Series for envelope of triangle area bisectors
The lines which bisect the area of a triangle form an envelope as shown in this picture
It is not difficult to show that the ratio of the area of the red deltoid to the area of the triangle is $$\frac{3}{4} \log_e(2) - \frac{1}{2} \approx 0.01986.$$
But this is also $$\sum_{n=1}^{\infty}\frac{1}{(4n-1)(4n)(4n+1)}.$$
Is there any connection between the series and the deltoid? Or is it just a coincidence?

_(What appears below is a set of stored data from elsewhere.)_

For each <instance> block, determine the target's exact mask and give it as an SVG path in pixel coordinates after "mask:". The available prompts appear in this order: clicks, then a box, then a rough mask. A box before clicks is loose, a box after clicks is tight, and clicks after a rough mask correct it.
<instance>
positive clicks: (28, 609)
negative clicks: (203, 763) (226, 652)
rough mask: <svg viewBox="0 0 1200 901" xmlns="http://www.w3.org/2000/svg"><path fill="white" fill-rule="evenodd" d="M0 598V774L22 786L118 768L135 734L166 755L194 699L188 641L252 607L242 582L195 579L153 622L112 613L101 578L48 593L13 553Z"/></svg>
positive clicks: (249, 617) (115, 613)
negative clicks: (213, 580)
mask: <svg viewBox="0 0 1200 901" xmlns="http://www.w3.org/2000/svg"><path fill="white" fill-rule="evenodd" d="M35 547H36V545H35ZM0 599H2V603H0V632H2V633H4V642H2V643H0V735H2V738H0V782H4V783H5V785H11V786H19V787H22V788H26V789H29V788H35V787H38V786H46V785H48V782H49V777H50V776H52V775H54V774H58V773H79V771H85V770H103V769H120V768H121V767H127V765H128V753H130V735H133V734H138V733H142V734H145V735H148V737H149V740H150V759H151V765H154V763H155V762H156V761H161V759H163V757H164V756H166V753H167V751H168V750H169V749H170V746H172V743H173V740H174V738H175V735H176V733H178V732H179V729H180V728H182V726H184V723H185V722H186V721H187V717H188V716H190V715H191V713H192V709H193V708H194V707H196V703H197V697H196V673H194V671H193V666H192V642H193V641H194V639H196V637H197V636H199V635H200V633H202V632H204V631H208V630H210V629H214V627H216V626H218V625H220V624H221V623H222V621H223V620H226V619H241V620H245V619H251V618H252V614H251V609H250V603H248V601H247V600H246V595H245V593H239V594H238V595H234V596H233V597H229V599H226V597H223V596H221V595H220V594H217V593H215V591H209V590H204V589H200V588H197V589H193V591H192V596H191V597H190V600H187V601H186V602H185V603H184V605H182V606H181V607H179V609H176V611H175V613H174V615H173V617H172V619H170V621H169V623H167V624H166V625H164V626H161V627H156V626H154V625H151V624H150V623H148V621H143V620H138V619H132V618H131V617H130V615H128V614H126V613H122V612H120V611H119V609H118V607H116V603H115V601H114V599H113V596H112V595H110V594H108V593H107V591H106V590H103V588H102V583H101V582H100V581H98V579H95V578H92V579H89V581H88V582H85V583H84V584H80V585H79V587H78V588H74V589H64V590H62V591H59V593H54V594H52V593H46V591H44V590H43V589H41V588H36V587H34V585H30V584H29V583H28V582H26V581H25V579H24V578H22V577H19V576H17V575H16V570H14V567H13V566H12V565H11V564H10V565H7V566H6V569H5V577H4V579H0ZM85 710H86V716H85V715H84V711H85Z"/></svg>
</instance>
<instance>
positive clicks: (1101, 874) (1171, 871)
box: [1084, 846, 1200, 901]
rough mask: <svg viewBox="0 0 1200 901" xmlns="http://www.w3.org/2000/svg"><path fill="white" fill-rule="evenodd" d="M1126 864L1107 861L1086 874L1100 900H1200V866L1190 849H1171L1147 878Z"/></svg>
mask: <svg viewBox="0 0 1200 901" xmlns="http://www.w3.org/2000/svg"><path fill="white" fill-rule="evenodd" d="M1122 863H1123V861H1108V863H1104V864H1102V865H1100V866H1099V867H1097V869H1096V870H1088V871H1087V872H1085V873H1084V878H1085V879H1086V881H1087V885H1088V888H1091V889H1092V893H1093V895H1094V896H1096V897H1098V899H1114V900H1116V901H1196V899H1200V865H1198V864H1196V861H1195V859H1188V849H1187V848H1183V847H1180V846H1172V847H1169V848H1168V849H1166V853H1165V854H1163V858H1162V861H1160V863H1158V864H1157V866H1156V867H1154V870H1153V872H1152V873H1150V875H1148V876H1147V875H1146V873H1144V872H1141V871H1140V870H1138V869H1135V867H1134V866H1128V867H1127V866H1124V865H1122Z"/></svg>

(I asked this at MathOverflow almost 18 months ago and got no response)
Since $|\triangle BPQ|=\frac12\sin(B)|\overline{BP}||\overline{BQ}|$, to maintain $|\triangle BPQ|=\frac12|\triangle ABC|$, we need $|\overline{BP}||\overline{BQ}|=\tfrac12|\overline{BC}||\overline{BA}|$.
$\hspace{3.4cm}$
In the diagram above, the endpoints of the lines are parametrized by $$ P_t=\frac{1-t}2B+\frac{1+t}2C\tag{1} $$ and $$ Q_t=\frac{t}{1+t}B+\frac1{1+t}A\tag{2} $$ for $t\in[0,1]$.
The points on each line are parametrized by $$ R_t(s)=(1-s)P_t+sQ_t\tag{3} $$ To find a point on the envelope of the family of lines parametrized by $t$ we need to find where $$ \frac{\partial}{\partial t}R_t(s)=\frac{1-s}2(C-B)+\frac{s}{(1+t)^2}(B-A)\tag{4} $$ is parallel to $$ \frac{\partial}{\partial s}R_t(s)=\frac1{1+t}(A-B)+\frac{1+t}2(B-C)\tag{5} $$ Setting the cross product to $0$, we get that $$ \frac{1-s}{2(1+t)}-\frac{s}{2(1+t)}=0\tag{6} $$ which happens when $s=\frac12$. That is, the locus of the envelope is the midpoints of the line segments $$ M_t=B+\frac{1+t}4(C-B)+\frac1{2(1+t)}(A-B)\tag{7} $$ $\hspace{3.4cm}$
Subtracting the center of the triangle (and of the deltoid) at $M_\triangle=\frac13(A+B+C)$ yields $$ M_t-M_\triangle=\left(\frac{1+t}4-\frac13\right)(C-B)+\left(\frac1{2(1+t)}-\frac13\right)(A-B)\tag{8} $$ Thus, $3$ times the area of $\frac13$ of the deltoid is $$ \begin{align} &\frac32\int_0^1(M_t-M_\triangle)\times(M_t-M_\triangle)'\,\mathrm{d}t\\ &=3|\triangle ABC|\int_0^1\left[\frac14\left(\frac1{2(1+t)}-\frac13\right)+\frac1{2(1+t)^2}\left(\frac{1+t}4-\frac13\right)\right]\,\mathrm{d}t\\ &=\frac{3\log(2)-2}{4}|\triangle ABC|\tag{9} \end{align} $$ where $|\triangle ABC|=\frac12|(A-B)\times(C-B)|$.
Since the deltoid, as parametrized in $(7)$, is a convex combination of the vertices, it transforms with any affine linear transformation of the vertices. Thus, the ratio of areas does not depend on the particular location of the vertices.
$$ \begin{align} \sum_{k=1}^\infty\frac1{(4k-1)4k(4k+1)} &=\frac12\sum_{k=1}^\infty\left(\frac1{4k-1}-\frac1{2k}+\frac1{4k+1}\right)\\ &=\lim_{n\to\infty}\frac12\left(\color{#C00000}{\sum_{k=1}^{2n}\frac1{2k+1}-\sum_{k=1}^{2n}\frac1{2k}}+\color{#00A000}{\sum_{k=n+1}^{2n}\frac1{2k}}\right)\\ &=\frac12\left(\color{#C00000}{\log(2)-1}+\color{#00A000}{\frac12\log(2)}\right)\\[3pt] &=\frac{3\log(2)-2}{4}\tag{10} \end{align} $$
Thus, we have $$ \begin{align} &3\int_0^1\left[\frac14\left(\frac1{2(1+t)}-\frac13\right)+\frac1{2(1+t)^2}\left(\frac{1+t}4-\frac13\right)\right]\,\mathrm{d}t\\[6pt] &=\frac{3\log(2)-2}{4}\\[6pt] &=\sum_{k=1}^\infty\frac1{(4k-1)4k(4k+1)} \end{align} $$ Perhaps there is another way to compute the area of the deltoid that makes it turn into the sum. However, it looks like a coincidence from this approach.